Acompanhemos Quintana em outro passeio. Antes de tudo, antes de perambular pela alma, no intuito de compreendê-la, nosso anfitrião alertou, a nós, seus reverentes leitores, por meio da sua inspirada veia poética, que a despeito de eventual grandeza que possamos ostentar, somos, somente, humanos, nada mais que isso. Nada mais que animais, posto que dotados de raciocínio e capacidade de compreensão. Somos vulneráveis, por exemplo, a paixões que não conseguimos controlar e das quais nos tornamos escravos. Somos atormentados por temores irracionais e emoções antagônicas e paradoxais. Somos passivos de erros e de contradições. Em suma, somos humanos... Nada além de humanos.

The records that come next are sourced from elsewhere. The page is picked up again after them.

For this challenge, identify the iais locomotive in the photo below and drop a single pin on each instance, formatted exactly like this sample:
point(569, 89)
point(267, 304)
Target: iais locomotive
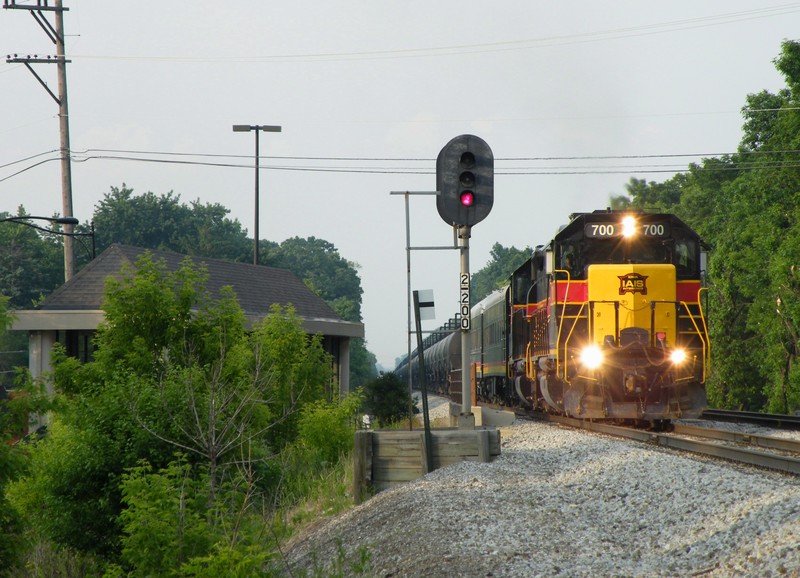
point(604, 322)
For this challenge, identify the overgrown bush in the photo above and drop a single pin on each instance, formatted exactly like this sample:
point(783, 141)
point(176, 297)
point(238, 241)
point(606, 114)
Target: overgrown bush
point(388, 399)
point(328, 428)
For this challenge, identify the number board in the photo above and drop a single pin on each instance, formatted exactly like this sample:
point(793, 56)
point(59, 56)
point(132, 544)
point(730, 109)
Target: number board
point(464, 299)
point(609, 230)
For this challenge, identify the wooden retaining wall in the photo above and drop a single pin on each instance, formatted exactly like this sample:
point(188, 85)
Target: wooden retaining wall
point(386, 458)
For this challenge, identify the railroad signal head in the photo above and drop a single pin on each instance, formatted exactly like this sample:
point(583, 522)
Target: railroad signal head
point(465, 180)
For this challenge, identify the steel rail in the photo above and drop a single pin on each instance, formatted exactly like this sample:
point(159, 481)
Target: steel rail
point(765, 419)
point(765, 460)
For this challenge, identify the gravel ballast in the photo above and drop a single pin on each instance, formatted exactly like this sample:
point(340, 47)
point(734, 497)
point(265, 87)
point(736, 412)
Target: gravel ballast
point(560, 502)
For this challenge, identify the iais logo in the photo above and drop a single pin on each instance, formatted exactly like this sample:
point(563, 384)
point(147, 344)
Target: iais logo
point(632, 283)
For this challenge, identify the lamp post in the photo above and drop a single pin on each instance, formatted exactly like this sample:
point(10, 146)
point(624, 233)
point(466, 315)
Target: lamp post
point(257, 128)
point(71, 221)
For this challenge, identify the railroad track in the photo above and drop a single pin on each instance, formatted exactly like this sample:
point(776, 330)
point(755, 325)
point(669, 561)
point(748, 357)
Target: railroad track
point(774, 454)
point(773, 420)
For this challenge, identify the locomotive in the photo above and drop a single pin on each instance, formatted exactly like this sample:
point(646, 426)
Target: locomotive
point(604, 322)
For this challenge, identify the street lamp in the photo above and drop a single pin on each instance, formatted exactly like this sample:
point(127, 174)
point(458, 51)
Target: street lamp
point(257, 128)
point(23, 220)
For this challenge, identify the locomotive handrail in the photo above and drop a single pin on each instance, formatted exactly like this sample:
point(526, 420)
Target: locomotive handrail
point(566, 341)
point(699, 334)
point(561, 320)
point(703, 318)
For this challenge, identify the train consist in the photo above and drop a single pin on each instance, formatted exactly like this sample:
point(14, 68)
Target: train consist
point(604, 322)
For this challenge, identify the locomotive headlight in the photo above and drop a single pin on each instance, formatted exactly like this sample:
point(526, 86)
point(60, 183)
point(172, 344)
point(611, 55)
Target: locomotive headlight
point(628, 226)
point(678, 356)
point(591, 357)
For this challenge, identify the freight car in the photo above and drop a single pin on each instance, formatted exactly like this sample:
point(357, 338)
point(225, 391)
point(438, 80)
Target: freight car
point(604, 322)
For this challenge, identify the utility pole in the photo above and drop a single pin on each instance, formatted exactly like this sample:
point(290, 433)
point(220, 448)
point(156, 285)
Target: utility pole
point(56, 35)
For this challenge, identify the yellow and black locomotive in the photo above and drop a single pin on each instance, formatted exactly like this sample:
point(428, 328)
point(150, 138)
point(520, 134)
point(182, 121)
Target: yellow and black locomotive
point(604, 322)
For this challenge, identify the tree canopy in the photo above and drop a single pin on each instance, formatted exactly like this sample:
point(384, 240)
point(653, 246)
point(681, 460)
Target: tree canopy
point(747, 207)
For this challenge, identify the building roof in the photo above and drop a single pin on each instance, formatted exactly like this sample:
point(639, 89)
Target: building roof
point(257, 289)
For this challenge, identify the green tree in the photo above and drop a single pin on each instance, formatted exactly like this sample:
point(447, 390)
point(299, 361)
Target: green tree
point(31, 263)
point(165, 223)
point(387, 398)
point(320, 266)
point(173, 369)
point(496, 273)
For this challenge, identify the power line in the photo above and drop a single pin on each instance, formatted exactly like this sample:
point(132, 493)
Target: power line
point(488, 47)
point(123, 155)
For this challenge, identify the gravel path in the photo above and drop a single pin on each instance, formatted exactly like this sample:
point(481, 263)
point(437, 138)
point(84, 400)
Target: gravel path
point(560, 502)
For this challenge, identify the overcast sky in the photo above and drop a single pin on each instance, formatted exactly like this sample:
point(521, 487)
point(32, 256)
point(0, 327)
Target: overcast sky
point(367, 94)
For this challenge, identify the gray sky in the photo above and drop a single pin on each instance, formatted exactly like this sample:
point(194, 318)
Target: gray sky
point(385, 84)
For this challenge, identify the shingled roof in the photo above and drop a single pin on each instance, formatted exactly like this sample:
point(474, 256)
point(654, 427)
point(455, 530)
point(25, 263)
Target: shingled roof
point(257, 288)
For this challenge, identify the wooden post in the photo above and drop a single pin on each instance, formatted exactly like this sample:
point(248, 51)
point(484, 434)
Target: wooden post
point(484, 454)
point(362, 464)
point(427, 461)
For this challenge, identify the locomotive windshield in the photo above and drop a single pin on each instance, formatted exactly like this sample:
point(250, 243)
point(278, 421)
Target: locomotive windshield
point(601, 243)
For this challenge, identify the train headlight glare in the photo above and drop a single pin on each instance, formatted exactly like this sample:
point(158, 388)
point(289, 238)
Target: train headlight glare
point(592, 357)
point(678, 356)
point(628, 226)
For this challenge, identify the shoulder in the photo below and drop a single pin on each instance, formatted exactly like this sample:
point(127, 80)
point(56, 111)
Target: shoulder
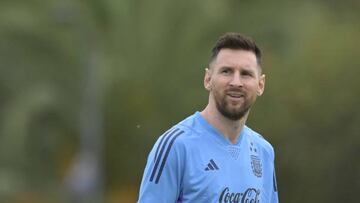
point(260, 141)
point(177, 136)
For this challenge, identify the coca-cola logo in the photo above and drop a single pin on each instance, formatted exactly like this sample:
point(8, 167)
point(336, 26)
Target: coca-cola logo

Ao esquadrinhar a alma, em busca de compreensão, nesse seu atento passeio, nos servindo de aplicado guia, Quintana dá de cara com “o desespero e a queixa de um estranho animal perdido, único sobrevivente de alguma espécie extinta, e que corre, corre, desesperado, noite em fora, como para escapar à sua orfandade e solidão de monstro”. E esse bicho... somos nós.

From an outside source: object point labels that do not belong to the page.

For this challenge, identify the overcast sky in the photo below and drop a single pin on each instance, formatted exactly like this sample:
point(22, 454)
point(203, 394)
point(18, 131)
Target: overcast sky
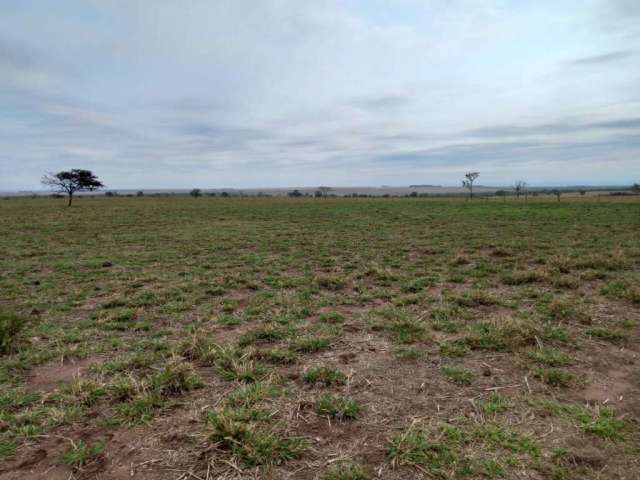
point(270, 93)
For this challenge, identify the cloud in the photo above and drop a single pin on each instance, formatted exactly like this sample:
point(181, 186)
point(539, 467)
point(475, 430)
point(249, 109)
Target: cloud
point(381, 102)
point(275, 93)
point(603, 59)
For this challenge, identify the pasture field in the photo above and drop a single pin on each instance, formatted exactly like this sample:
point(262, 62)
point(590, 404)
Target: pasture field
point(329, 339)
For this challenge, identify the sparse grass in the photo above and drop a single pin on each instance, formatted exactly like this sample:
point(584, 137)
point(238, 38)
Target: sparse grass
point(415, 447)
point(345, 471)
point(556, 377)
point(601, 422)
point(251, 444)
point(10, 327)
point(458, 375)
point(82, 454)
point(607, 334)
point(325, 375)
point(337, 407)
point(550, 357)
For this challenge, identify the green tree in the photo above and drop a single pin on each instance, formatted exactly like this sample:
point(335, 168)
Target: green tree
point(72, 181)
point(468, 183)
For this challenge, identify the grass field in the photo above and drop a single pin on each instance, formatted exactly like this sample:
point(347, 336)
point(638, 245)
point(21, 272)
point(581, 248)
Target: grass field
point(333, 339)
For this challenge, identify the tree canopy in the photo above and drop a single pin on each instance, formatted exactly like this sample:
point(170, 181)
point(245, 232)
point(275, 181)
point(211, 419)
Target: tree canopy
point(72, 181)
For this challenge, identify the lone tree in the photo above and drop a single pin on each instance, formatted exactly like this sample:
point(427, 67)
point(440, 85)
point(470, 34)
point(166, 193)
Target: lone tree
point(72, 181)
point(468, 183)
point(324, 191)
point(520, 187)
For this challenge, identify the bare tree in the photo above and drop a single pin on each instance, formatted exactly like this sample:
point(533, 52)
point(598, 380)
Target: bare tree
point(520, 187)
point(468, 183)
point(72, 181)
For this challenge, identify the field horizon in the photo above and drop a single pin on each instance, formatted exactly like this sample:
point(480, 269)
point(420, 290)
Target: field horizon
point(333, 339)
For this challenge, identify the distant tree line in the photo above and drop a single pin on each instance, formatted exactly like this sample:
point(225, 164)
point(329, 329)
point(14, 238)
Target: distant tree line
point(68, 183)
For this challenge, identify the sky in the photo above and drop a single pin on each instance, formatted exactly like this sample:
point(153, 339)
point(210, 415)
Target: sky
point(278, 93)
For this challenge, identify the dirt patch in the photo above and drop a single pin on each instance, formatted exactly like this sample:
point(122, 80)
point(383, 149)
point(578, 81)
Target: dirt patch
point(48, 377)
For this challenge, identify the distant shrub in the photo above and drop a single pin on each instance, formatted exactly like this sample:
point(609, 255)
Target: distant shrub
point(10, 328)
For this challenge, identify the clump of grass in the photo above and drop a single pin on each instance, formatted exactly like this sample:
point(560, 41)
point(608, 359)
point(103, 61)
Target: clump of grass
point(453, 349)
point(345, 471)
point(252, 445)
point(175, 378)
point(330, 282)
point(490, 468)
point(458, 375)
point(521, 277)
point(267, 333)
point(10, 327)
point(604, 424)
point(141, 409)
point(564, 310)
point(475, 298)
point(195, 347)
point(550, 357)
point(607, 334)
point(276, 356)
point(84, 391)
point(82, 454)
point(310, 344)
point(325, 375)
point(337, 407)
point(402, 326)
point(409, 353)
point(331, 317)
point(496, 403)
point(502, 334)
point(8, 449)
point(249, 395)
point(601, 422)
point(496, 436)
point(234, 364)
point(415, 447)
point(446, 319)
point(556, 377)
point(622, 289)
point(417, 285)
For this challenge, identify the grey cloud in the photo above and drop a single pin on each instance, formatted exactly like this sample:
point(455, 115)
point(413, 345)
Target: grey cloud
point(381, 102)
point(602, 59)
point(500, 131)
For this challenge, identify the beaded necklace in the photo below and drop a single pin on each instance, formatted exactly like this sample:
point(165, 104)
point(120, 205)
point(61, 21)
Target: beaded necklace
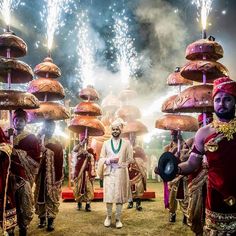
point(113, 148)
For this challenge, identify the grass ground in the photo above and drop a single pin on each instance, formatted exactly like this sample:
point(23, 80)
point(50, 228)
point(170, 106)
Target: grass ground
point(153, 220)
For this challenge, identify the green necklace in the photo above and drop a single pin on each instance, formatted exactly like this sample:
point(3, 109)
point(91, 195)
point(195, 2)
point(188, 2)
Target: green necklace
point(113, 148)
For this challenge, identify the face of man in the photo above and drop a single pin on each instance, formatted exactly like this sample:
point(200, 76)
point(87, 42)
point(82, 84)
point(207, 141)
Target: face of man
point(115, 131)
point(48, 128)
point(19, 123)
point(224, 106)
point(174, 136)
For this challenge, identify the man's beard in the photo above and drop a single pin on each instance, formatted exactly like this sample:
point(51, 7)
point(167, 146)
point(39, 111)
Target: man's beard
point(226, 115)
point(115, 135)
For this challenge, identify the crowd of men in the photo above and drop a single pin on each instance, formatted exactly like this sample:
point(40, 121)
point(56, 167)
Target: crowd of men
point(205, 185)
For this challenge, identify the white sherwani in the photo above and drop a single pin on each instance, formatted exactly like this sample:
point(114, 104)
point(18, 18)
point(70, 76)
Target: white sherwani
point(116, 185)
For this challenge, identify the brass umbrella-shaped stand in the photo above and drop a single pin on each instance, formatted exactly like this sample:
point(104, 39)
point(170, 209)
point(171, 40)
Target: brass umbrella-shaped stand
point(14, 71)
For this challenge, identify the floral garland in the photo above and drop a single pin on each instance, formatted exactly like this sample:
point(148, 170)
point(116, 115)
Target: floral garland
point(228, 129)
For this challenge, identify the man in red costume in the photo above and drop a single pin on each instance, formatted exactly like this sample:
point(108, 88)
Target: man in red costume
point(217, 142)
point(197, 187)
point(8, 219)
point(49, 178)
point(26, 158)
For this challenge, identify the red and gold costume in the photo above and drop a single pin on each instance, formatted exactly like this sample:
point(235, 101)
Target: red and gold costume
point(197, 190)
point(49, 180)
point(83, 174)
point(219, 149)
point(221, 186)
point(25, 163)
point(7, 199)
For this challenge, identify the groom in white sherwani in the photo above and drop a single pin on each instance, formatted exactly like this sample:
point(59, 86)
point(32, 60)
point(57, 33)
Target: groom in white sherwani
point(115, 157)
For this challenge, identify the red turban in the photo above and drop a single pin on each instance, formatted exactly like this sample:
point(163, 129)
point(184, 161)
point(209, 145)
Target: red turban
point(224, 84)
point(20, 113)
point(209, 118)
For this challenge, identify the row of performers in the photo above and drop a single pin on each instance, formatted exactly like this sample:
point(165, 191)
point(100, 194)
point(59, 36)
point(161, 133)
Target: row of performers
point(206, 177)
point(39, 160)
point(215, 141)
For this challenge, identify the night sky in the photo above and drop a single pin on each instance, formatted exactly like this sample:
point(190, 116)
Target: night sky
point(162, 47)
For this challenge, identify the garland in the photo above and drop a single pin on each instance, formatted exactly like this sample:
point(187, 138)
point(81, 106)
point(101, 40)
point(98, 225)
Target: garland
point(113, 148)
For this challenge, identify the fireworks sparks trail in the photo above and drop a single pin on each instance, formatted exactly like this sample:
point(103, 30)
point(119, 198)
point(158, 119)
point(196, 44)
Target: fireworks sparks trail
point(127, 58)
point(53, 11)
point(6, 7)
point(85, 50)
point(205, 7)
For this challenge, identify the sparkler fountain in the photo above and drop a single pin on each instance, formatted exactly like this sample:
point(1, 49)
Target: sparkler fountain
point(45, 87)
point(13, 70)
point(127, 57)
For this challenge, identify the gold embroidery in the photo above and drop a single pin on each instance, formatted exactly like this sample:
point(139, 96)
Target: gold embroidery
point(228, 129)
point(220, 221)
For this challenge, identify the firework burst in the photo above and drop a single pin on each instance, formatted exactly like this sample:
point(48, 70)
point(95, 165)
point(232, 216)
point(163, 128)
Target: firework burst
point(204, 6)
point(85, 50)
point(6, 7)
point(52, 12)
point(126, 55)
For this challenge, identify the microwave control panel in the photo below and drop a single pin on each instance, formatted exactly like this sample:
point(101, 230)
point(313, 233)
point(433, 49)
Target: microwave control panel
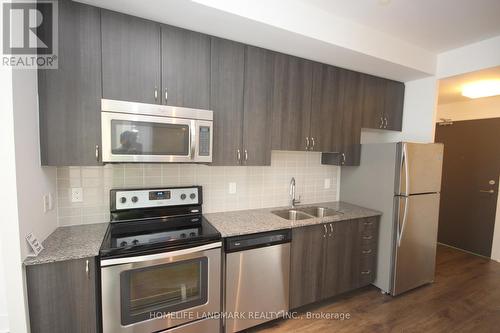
point(204, 144)
point(147, 198)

A seguir, esbarra em um dos quatro “gigantes da alma”, o medo, motivado ou sem motivo, de algo conhecido ou nem tanto:

“Medo de gesto
mudo.
Medo da fala
surda. “

Na sequência, tropeça no pé de outro titã, a ira, e nos aconselha a propósito: “Não te irrites por mais que te fizerem... Estuda a frio o coração alheio”. De repente, vislumbra a saudade e confessa, quase sem perceber, como que num monólogo:

“Hoje encontrei dentro de um, livro uma velha carta amarelecida,
rasguei-a sem procurar ao menos saber de quem seria.
Eu tenho um
medo
horrível
a essas marés montantes do passado...”

E Quintana segue sua ronda pelo vasto mundo dos sentimentos, às vezes cruzando com o “Anjo Malaquias”, outras chateado por ter que sacrificar o verbo: “Cada palavra é uma borboleta morta espetada na página: Por isso a palavra escrita é sempre triste...” De repente, constata o quão deliciosamente ridículos nos tornamos – e não importa nossa condição ou cultura – quando estamos amando. E confidencia:

“Se variam na casca, idêntico é o miolo.
Julguem-se, embora de diversa trama:
ninguém mais se parece a um verdadeiro tolo
que o mais sutil dos sábios quando ama”.

Súbito, o poeta pára. Vê, assustado, um intruso no telhado da casa em frente. Alarme! Seria um ladrão? Pode ser! Ou seria um louco, indiferente ao risco de quebrar o pescoço? Dúvida! Contudo, observando melhor, percebe tratar-se de algo ainda mais insólito. Olha, para se certificar, examina a figura, com toda a cautela, torna a olhar com atenção redobrada e conclui, sem ter mais dúvida alguma:

“Em cima do meu telhado,
pirulim, lulim, lulim,
um anjo todo molhado
soluça no seu flautim...”

Esse era Quintana: sábio, simples, bem-humorado, não raro irônico, mas, sobretudo, gênio na nobilíssima arte de poetar.